Terminó la Copa América y vivimos el efecto místico que crea el fútbol: la patria se convierte en una camiseta; la sensación de ilusión junta momentáneamente hasta a los enemigos. Pero hubo que levantarse después de la derrota equilibrando la tristeza con la consolación de que por lo menos no fue tanto el guayabo. Esa harina que compramos no se perderá desparramada en calles ni desagües. La pérdida trae consigo cosas buenas para el ahorro. Colombia perdió, ganamos un poco. (Incluso el fútbol me hace hablar de “nos”, yo que procuro evitarlo para no sentirme en una cofradía; se me sale involuntariamente: así como hace una semana dije “ganamos”, el domingo también dije “perdimos”).

Estuvo muy cerca la Copa. Cuando vimos que la final se demoraba porque había una multitud intentando entrar con boletas falsas o colándose por muros y ductos, auguramos: “Es nuestra, es una señal del destino”. El partido comenzó una hora y media después, entonces concretamos: “No puede no ser nuestra una Copa que inicia tarde”.

No fue así. El dios del balón es implacable. Argentina se benefició de sus días de descanso y de sus viajes cortos, de su torneo fácil y de su experiencia. Es un equipo reflejo que juega dependiendo del rival. Parece ganar tocada por las manos de Dios (y por manos humanas). Aunque no hay de otra: perdimos, no nos robaron. Perdimos: no es culpa del árbitro ni de la Conmebol.

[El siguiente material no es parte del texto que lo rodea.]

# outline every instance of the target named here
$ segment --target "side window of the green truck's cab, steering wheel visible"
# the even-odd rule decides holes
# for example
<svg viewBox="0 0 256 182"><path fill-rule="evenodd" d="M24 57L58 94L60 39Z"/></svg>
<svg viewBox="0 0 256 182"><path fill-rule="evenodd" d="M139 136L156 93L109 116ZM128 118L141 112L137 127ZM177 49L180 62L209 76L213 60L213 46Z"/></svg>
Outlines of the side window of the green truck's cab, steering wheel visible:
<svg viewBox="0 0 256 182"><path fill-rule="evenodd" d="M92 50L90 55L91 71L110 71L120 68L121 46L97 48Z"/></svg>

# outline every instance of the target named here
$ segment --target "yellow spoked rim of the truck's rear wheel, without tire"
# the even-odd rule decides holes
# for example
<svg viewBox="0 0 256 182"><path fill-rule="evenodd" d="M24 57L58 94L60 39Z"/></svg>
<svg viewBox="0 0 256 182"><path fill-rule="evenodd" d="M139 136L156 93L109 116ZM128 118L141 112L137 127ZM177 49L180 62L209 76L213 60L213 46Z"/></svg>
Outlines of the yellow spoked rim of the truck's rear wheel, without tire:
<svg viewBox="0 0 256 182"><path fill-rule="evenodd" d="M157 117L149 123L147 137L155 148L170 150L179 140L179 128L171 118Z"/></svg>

Y de nuevo se propaga la imaginación de una patria que ha sido tejida con cada derrota. El racismo aflora aún más en ella. Esta es una nación que solo recuerda a sus guajiros si hacen goles acrobáticos, a sus chocoanos si meten cabezazos suspendiéndose en el aire, a sus caucanos si hacen un quite y evitan un gol. El otro solo existe en tanto haya un partido de fútbol de por medio. Tras el pitazo final los de la periferia vuelven a ser materia del olvido.

Sin embargo, hay belleza en el desquite histórico que aparece: el fútbol impulsa a un país racista a gritar eufórico los goles de sus negros –tanto como España celebró el domingo los tantos de los hijos de sus inmigrantes–. El fútbol está empezándole a pedir a Colombia su propia identidad –que no es otra cosa que el cúmulo de fracasos y experiencias, el color de sus pieles y las lágrimas de su gente–, distinta de las comparaciones con Argentina o con Brasil, distinta de las mentalidades del país de los diminutivos.

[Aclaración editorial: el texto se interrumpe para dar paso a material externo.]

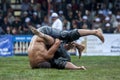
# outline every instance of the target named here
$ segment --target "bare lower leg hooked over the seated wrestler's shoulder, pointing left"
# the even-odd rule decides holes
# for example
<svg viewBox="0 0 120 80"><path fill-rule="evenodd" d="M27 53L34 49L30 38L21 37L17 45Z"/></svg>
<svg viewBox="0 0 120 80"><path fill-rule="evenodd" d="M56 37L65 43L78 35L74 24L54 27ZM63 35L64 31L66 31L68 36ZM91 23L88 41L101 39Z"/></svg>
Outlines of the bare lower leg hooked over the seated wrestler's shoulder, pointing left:
<svg viewBox="0 0 120 80"><path fill-rule="evenodd" d="M43 38L46 42L46 45L52 45L54 44L54 38L52 38L49 35L46 35L44 33L38 32L37 29L35 29L33 26L29 26L30 30L32 31L33 34Z"/></svg>

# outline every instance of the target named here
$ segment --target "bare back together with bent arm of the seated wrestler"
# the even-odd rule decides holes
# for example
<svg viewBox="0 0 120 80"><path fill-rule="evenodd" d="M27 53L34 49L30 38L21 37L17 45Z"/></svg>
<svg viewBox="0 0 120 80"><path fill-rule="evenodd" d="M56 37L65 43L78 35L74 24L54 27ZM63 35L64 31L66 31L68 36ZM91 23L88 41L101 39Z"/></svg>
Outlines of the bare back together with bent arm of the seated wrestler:
<svg viewBox="0 0 120 80"><path fill-rule="evenodd" d="M58 49L59 45L60 40L56 39L51 48L47 50L45 40L34 35L28 47L28 56L31 67L35 67L41 62L51 59L54 56L54 53Z"/></svg>

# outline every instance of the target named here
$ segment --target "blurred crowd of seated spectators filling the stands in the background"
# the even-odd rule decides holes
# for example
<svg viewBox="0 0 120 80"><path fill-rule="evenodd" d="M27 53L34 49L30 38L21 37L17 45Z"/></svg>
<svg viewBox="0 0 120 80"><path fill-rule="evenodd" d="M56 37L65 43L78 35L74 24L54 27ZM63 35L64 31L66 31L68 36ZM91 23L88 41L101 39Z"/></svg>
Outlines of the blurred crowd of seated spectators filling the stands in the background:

No es hora de decir que un mediocampista tiene la zurda de Messi, sino la de James. No es hora de repetir que un delantero hizo un sombrero a lo Neymar, sino a lo Juanfer Quintero. No es hora de comparar las atajadas de un portero con las del “Dibu” Martínez, sino con las de Camilo Vargas. No es hora de afirmar que un jugador es tan buen defensa como Lucio, sino como Dávinson Sánchez.

Es hora, en cambio, de redescubrir la grandeza de los Lucho Díaz que han sabido, primero que todo, ganarles a la pobreza y a la violencia de su país; ganarle a esta patria en que hasta las victorias se celebran con muertos.

La derrota del domingo fue solo una forma de aprender a ganar. Que sea por lo menos ese un mantra para la vida. Prefiero –y ahora sí hablo en singular– la victoria de la vida de los Luchos por encima de cualquier Copa. Prefiero la vida en la derrota que la muerte en la victoria.